Email updates

Keep up to date with the latest news and content from BMC Bioinformatics and BioMed Central.

Open Access Highly Accessed Research article

Multi-target QSAR modelling in the analysis and design of HIV-HCV co-inhibitors: an in-silico study

Qi Liu1, Han Zhou1, Lin Liu1, Xi Chen2, Ruixin Zhu1* and Zhiwei Cao1*

Author Affiliations

1 College of Life Science and Biotechnology, Tongji University, 200092, China

2 School of Computer Science, Carnegie Mellon University Pittsburgh, USA

For all author emails, please log on.

BMC Bioinformatics 2011, 12:294  doi:10.1186/1471-2105-12-294

Published: 20 July 2011

Abstract

Background

HIV and HCV infections have become the leading global public-health threats. Even more remarkable, HIV-HCV co-infection is rapidly emerging as a major cause of morbidity and mortality throughout the world, due to the common rapid mutation characteristics of the two viruses as well as their similar complex influence to immunology system. Although considerable progresses have been made on the study of the infection of HIV and HCV respectively, few researches have been conducted on the investigation of the molecular mechanism of their co-infection and designing of the multi-target co-inhibitors for the two viruses simultaneously.

Results

In our study, a multi-target Quantitative Structure-Activity Relationship (QSAR) study of the inhibitors for HIV-HCV co-infection were addressed with an in-silico machine learning technique, i.e. multi-task learning, to help to guide the co-inhibitor design. Firstly, an integrated dataset with 3 HIV inhibitor subsets targeted on protease, integrase and reverse transcriptase respectively, together with another 6 subsets of 2 HCV inhibitors targeted on NS3 serine protease and NS5B polymerase respectively were compiled. Secondly, an efficient multi-target QSAR modelling of HIV-HCV co-inhibitors was performed by applying an accelerated gradient method based multi-task learning on the whole 9 datasets.
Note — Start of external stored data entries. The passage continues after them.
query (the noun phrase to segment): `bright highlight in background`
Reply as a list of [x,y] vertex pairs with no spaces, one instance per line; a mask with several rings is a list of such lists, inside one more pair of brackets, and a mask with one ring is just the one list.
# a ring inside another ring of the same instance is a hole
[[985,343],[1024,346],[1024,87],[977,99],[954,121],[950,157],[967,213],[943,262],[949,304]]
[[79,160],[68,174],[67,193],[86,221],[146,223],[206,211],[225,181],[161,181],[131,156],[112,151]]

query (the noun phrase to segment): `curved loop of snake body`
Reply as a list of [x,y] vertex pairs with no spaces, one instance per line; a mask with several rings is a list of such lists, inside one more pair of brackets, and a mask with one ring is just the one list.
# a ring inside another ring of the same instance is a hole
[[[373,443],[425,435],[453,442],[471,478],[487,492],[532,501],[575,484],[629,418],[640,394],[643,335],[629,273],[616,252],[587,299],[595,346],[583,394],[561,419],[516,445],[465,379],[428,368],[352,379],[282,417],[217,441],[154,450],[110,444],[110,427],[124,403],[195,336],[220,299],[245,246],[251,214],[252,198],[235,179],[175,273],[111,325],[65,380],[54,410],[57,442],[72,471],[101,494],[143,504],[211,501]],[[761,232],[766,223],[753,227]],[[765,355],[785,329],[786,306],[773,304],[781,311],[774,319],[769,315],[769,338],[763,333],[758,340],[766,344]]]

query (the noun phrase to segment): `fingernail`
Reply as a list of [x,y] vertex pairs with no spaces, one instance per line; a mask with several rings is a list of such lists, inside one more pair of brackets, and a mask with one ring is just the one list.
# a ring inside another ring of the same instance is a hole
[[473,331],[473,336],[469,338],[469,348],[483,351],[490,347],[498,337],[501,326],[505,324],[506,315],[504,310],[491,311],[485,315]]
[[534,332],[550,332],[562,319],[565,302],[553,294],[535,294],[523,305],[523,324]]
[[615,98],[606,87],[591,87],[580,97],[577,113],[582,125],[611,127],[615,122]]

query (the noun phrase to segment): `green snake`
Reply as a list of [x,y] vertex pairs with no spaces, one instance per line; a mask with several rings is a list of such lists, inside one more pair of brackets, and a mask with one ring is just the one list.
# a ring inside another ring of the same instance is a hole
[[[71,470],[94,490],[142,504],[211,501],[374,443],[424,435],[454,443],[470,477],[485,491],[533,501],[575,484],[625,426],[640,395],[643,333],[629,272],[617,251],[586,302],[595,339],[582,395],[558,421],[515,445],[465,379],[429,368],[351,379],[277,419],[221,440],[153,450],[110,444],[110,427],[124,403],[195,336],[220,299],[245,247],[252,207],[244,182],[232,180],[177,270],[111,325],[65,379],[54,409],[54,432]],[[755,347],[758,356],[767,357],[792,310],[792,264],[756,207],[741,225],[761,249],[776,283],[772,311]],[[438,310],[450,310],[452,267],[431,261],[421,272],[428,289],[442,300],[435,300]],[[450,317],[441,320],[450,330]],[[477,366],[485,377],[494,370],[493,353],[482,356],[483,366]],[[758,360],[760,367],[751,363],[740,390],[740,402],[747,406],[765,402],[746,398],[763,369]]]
Furthermore, by solving the L-1-infinity regularized optimization, the Drug-like index features for compound description were ranked according to their joint importance in multi-target QSAR modelling of HIV and HCV. Finally, a drug structure-activity simulation for investigating the relationships between compound structures and binding affinities was presented based on our multiple target analysis, which is then providing several novel clues for the design of multi-target HIV-HCV co-inhibitors with increasing likelihood of successful therapies on HIV, HCV and HIV-HCV co-infection.

Conclusions

The framework presented in our study provided an efficient way to identify and design inhibitors that simultaneously and selectively bind to multiple targets from multiple viruses with high affinity, and will definitely shed new lights on the future work of inhibitor synthesis for multi-target HIV, HCV, and HIV-HCV co-infection treatments.